View Full Version : utf-8 and ISO-8859-1
doffer
04-27-2005, 05:23 AM
I used ISO-8859-1 for my pixelpost v. 1,3... But when i upgraded to the 1.4.1 i found that the utf-8 were better...
The only problem is that my template, a slightly modifyed versioin of visualex, is screwed up :( Even though my Content-Type tag says:
<meta http-equiv="Content-Type" content="text/html;charset=UTF-8" />
It's showed recognized as ISO-8859-1 in both my IE and FF... Anyone who knows why?
GET / HTTP/1.1
Host: doffer.net
User-Agent: Mozilla/5.0 (Windows; U; Windows NT 5.0; en-US; rv:1.7.7) Gecko/20050414 Firefox/1.0.3
Accept: text/xml,application/xml,application/xhtml+xml,text/html;q=0.9,text/plain;q=0.8,image/png,*/*;q=0.5
Accept-Language: pl,en-us;q=0.7,en;q=0.3
Accept-Encoding: gzip,deflate
Accept-Charset: ISO-8859-2,utf-8;q=0.7,*;q=0.7
Keep-Alive: 300
Connection: keep-alive
HTTP/1.x 200 OK
Date: Wed, 27 Apr 2005 08:04:13 GMT
Server: Apache/2.0.52 (FreeBSD) PHP/5.0.3
X-Powered-By: PHP/5.0.3
Set-Cookie: lastvisit=expires+in+60+minutes; expires=Wed, 27-Apr-2005 09:04:13 GMT
Content-Length: 2809
Keep-Alive: timeout=5, max=50
Connection: Keep-Alive
Content-Type: text/html; charset=ISO-8859-1
Solution:
http://pixelpost.org/forum/viewtopic.php?p=5620 (last post)
Anonymous
04-27-2005, 05:01 PM
Hi! I've read through the thread, but I didn't understand... I'll post my question again in the old thread... OK?
amicalmant
08-21-2005, 05:48 PM
Solution:
http://pixelpost.org/forum/viewtopic.php?p=5620 (last post)
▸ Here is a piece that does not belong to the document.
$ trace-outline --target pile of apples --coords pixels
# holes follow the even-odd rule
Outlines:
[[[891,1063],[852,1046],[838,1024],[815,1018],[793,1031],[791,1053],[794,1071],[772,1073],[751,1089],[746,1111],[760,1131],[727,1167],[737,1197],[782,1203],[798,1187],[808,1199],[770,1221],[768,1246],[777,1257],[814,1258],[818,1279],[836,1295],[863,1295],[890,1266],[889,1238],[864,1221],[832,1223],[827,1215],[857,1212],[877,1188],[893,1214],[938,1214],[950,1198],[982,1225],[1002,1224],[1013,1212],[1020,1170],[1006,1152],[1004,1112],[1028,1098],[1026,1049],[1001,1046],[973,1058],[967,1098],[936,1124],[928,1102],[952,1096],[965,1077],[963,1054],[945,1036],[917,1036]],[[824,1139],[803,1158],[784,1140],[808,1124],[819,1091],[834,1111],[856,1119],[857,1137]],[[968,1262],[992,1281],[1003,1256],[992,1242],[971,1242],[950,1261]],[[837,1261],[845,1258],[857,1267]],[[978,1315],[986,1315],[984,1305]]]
Well, seems like this thread has been moved somewhere else. Any clue? :confused:
Ami Calmant,
--
C.A.
Connie
08-21-2005, 09:26 PM
Have a look to your CSS:
#footertext {
font-family: verdana, sans-serif;
font-size: 9px;
color: #000;
;
}
there is a ; without any definition
situations like this can ruin the page
amicalmant
08-22-2005, 02:23 PM
Have a look to your CSS
What are you talking about? Which CSS? Is it related to the missing thread???
Connie
08-22-2005, 03:47 PM
When I open your photoblog and look at the sourcecode of that page, I see a CSS-definition at the top
there the definition which I noted below, contains an error, a semicolon standing alone in one row
without closing any definition
a semicolon is the character to close a definition of a CSS element
if some errors like that are in a document, the validation or the presentation of code could be faulty, fowl, wrong, producing errors, differ in browsers...
sorry, more explanations not at hand now
it was just my suggestion to clean the code and to test then if the error still occurs....
it is in relation to the threadstarter of this posting
this thread was started by you:It's showed recognized as ISO-8859-1 in both my IE and FF... Anyone who knows why?